Complexity is the enemy of understanding. Think about how much time you spend in your day trying to simplify things. Complexity is the reason why things like Reddit’s Explain Like I’m Five exist. We strive in our daily lives to find ways to simplify the way things are done. Well, except in networking.
Building On Shifting Sands
Networking hasn’t always been a super complex thing. Back when bridges tied together two sections of Ethernet, networking was fairly simple. We’ve spent years trying to make the network do bigger and better things faster with less input. Routing protocols have become more complicated. Network topologies grow and become harder to understand. Protocols do magical things with very little documentation beyond “Pure Freaking Magic”.

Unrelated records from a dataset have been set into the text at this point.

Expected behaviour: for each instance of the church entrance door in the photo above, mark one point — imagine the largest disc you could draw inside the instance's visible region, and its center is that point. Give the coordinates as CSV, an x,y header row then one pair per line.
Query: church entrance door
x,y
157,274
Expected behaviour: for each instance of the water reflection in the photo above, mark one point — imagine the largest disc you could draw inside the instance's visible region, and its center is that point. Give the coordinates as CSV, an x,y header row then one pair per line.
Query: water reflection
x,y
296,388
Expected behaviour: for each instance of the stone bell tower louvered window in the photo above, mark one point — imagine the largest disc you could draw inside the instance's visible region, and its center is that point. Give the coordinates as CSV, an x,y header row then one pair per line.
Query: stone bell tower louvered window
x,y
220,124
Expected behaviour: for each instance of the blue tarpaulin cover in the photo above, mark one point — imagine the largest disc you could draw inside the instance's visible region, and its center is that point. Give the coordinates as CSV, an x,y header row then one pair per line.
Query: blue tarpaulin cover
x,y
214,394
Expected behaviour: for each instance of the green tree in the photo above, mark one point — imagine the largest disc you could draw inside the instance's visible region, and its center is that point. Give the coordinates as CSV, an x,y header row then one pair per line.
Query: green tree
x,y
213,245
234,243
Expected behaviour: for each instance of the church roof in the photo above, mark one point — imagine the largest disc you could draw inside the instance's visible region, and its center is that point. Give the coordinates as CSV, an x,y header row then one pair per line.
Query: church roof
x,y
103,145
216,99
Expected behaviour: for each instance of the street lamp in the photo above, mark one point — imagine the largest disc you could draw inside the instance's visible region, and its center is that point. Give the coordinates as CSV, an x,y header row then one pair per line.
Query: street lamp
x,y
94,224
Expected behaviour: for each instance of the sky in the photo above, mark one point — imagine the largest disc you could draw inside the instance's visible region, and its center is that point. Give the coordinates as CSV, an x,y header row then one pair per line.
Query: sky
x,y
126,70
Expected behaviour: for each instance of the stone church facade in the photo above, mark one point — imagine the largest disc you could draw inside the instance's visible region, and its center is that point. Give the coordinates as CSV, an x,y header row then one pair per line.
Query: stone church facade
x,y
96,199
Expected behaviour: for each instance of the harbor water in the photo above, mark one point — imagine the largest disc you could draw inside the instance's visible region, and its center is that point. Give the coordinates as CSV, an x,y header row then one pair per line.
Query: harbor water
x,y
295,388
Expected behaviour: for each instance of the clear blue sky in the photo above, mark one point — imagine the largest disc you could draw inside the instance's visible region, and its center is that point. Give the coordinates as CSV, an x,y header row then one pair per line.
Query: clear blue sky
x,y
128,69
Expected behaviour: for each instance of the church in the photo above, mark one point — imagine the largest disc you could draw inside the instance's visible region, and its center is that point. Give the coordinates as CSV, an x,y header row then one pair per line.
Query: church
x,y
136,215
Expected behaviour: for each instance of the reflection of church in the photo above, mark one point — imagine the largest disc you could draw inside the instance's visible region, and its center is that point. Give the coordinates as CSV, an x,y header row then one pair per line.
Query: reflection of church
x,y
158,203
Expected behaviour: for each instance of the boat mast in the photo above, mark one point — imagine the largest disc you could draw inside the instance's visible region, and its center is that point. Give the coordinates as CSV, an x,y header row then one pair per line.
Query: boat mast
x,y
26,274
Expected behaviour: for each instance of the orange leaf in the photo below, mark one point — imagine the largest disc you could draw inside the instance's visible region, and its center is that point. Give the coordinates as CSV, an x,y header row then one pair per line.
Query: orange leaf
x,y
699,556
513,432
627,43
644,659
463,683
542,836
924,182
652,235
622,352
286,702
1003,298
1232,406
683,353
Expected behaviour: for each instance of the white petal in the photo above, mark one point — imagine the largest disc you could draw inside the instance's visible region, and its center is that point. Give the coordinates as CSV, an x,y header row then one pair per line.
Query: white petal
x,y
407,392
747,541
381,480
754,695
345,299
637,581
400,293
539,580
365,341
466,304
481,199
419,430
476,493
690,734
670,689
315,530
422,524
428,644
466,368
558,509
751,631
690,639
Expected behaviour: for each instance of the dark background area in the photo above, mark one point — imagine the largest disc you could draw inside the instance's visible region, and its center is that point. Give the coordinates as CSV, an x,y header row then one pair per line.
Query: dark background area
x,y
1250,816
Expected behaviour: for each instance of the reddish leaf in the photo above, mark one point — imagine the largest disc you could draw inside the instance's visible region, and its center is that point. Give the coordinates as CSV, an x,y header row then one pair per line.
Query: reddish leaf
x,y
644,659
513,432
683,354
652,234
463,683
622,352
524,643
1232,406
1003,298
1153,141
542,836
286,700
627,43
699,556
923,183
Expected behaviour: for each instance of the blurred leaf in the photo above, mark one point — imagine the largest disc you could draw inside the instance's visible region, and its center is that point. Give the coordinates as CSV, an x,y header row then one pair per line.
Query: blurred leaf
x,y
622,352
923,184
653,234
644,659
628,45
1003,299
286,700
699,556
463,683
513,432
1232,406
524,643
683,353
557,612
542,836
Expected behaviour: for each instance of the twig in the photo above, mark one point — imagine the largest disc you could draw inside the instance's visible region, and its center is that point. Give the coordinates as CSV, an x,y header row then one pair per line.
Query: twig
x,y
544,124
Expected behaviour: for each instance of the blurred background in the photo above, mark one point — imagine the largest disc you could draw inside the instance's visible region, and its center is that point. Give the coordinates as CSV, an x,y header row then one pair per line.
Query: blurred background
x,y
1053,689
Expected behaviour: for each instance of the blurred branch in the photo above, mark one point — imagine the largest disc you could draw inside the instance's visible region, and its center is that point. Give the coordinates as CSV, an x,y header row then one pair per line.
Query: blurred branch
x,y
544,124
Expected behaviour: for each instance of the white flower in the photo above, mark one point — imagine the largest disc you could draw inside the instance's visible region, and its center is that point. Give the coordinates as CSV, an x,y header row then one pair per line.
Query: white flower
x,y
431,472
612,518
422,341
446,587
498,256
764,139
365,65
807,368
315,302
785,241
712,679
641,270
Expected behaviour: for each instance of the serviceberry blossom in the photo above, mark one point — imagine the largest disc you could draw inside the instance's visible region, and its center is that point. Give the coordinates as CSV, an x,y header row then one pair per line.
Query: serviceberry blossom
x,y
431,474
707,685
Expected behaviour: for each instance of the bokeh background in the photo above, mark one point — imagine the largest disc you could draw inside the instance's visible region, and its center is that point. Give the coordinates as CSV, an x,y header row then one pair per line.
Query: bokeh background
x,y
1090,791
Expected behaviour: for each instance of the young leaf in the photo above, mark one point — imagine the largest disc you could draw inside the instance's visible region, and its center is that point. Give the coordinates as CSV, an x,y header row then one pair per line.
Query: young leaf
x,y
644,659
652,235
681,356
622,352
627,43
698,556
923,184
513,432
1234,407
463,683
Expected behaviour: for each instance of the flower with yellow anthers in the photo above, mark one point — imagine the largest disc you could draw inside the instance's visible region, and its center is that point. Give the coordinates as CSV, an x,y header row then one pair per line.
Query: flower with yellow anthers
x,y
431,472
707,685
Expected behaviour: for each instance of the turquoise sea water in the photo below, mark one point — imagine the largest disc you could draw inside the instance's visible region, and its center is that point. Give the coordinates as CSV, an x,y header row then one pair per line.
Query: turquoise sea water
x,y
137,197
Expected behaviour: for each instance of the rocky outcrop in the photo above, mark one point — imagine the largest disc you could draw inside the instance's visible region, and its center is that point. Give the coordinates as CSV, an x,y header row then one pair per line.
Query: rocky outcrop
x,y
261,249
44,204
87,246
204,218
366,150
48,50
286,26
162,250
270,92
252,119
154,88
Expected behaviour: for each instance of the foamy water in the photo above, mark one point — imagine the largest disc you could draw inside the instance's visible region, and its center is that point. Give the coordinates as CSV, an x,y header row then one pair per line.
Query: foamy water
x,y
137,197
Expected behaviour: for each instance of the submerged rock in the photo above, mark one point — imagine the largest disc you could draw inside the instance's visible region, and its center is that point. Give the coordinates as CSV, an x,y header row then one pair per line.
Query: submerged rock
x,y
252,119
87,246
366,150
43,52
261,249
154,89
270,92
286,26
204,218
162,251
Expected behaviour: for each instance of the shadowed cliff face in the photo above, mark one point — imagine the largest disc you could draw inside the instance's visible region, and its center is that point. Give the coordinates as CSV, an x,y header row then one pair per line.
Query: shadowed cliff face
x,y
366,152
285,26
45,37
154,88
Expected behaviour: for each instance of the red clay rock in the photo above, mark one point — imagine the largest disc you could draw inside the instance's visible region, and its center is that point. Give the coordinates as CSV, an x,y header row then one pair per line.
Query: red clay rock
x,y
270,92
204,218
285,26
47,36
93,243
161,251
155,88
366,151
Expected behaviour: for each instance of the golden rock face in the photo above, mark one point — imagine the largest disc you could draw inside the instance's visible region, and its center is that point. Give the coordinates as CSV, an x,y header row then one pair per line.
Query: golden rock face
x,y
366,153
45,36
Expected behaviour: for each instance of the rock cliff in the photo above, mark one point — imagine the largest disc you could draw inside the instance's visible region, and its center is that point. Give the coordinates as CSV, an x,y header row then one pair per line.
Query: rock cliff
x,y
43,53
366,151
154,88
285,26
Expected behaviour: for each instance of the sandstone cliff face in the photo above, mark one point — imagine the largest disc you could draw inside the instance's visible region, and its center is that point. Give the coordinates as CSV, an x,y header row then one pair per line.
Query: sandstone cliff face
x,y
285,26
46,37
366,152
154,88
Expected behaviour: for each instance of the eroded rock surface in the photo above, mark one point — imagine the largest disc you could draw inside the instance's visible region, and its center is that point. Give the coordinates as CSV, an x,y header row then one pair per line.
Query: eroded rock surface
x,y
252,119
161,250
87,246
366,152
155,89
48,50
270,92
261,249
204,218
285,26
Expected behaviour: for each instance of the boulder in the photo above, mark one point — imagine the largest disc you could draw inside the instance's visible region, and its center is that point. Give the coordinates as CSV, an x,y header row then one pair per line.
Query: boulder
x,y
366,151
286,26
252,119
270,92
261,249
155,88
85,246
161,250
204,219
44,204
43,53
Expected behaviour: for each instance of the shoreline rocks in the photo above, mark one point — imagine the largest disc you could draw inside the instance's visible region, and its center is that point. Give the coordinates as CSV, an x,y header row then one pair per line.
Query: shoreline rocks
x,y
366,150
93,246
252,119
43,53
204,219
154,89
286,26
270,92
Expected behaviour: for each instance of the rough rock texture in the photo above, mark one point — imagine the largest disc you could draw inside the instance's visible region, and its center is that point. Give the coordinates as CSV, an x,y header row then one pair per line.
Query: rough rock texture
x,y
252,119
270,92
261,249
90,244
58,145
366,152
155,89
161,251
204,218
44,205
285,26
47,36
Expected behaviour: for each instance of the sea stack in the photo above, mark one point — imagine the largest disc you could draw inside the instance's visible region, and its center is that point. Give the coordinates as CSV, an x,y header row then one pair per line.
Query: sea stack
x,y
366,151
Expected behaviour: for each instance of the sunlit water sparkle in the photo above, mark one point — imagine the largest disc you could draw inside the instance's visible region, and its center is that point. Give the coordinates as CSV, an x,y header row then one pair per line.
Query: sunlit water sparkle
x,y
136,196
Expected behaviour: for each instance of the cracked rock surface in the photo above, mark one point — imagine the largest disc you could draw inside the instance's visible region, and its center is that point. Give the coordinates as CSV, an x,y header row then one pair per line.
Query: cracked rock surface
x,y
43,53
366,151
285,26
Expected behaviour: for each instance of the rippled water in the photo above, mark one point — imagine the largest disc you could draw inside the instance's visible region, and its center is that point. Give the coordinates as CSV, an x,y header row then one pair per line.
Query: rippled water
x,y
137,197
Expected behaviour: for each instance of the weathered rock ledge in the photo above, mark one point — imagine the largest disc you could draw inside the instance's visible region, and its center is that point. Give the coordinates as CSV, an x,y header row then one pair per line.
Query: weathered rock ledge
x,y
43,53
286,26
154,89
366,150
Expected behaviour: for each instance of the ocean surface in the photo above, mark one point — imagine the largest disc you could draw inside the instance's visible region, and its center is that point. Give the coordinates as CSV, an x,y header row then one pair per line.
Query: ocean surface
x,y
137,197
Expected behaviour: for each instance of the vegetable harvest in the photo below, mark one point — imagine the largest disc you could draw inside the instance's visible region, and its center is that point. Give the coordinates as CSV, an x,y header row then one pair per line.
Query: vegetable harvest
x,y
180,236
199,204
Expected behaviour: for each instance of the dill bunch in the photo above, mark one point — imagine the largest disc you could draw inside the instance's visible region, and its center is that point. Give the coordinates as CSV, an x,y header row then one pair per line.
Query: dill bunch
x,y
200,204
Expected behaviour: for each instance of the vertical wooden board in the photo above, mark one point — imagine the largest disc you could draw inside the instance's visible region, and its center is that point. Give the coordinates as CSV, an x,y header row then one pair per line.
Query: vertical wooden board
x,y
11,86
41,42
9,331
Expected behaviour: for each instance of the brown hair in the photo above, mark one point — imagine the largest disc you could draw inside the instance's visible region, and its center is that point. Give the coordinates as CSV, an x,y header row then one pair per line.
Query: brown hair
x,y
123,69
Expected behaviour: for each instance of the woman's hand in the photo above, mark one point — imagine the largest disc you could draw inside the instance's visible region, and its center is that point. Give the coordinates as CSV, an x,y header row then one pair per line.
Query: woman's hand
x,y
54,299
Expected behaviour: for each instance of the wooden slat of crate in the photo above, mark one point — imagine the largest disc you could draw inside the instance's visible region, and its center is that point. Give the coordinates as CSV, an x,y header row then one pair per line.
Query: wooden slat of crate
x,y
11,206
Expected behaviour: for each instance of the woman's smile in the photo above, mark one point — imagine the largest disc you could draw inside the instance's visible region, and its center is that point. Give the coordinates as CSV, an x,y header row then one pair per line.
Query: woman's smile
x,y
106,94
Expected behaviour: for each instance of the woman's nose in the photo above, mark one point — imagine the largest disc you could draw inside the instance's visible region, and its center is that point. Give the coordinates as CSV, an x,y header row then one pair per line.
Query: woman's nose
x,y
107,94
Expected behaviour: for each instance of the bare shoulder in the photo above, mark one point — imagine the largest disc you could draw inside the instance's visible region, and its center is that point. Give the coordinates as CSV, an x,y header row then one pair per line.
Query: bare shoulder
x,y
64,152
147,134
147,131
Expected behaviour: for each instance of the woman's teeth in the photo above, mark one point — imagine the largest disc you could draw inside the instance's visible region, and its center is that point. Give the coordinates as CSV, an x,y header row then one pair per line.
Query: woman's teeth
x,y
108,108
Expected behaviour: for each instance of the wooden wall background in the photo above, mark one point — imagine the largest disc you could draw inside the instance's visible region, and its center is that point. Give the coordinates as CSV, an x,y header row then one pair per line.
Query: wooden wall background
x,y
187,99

Part of this comes from applications. I’ve made my feelings on application development clear. Ivan Pepelnjak had some great comments on this post as well from Steve Chalmers and Derick Winkworth (@CloudToad). I especially like this one:
Derick is right. The application developers have forced us to make networking do more and more faster with less requirement for humans to do the work to meet crazy continuous improvement and continuous development goalposts. Networking, when built properly, is a static object like the electrical grid or a plumbing system. Application developers want it to move and change and breathe with their needs when they need to spin up 10,000 containers for three minutes to run a test or increase bandwidth 100x to support a rollout of a video streaming app or a sticker-based IM program designed to run during a sports championship.
We’ve risen to meet this challenge with what we’ve had to work with. In part, it’s because we don’t like being the scapegoat for every problem in the data center. We tire of sitting next to the storage admins and complaining about the breakneck pace of IT changes. We have embraced software enhancements and tried to find ways to automate, orchestrate, and accelerate. Which is great in theory. But in reality, we’re just covering over the problem.
The solution to our software networking issues seems simple on the surface. Want to automate? Add a layer to abstract away the complexity. Want to build an orchestration system on top of that? Easy to do with another layer of abstraction to tie automation systems together. Want to make it all go faster? Abstract away!
“All problems in computer science can be solved with another layer of indirection.”
This is a quote from Butler Lampson often attributed to David Wheeler. It’s absolutely true. Developers, engineers, and systems builders keep adding layers of abstraction and indirection on top of complex system and proclaiming that everything is now easier because it looks simple. But what happens why the abstraction breaks down?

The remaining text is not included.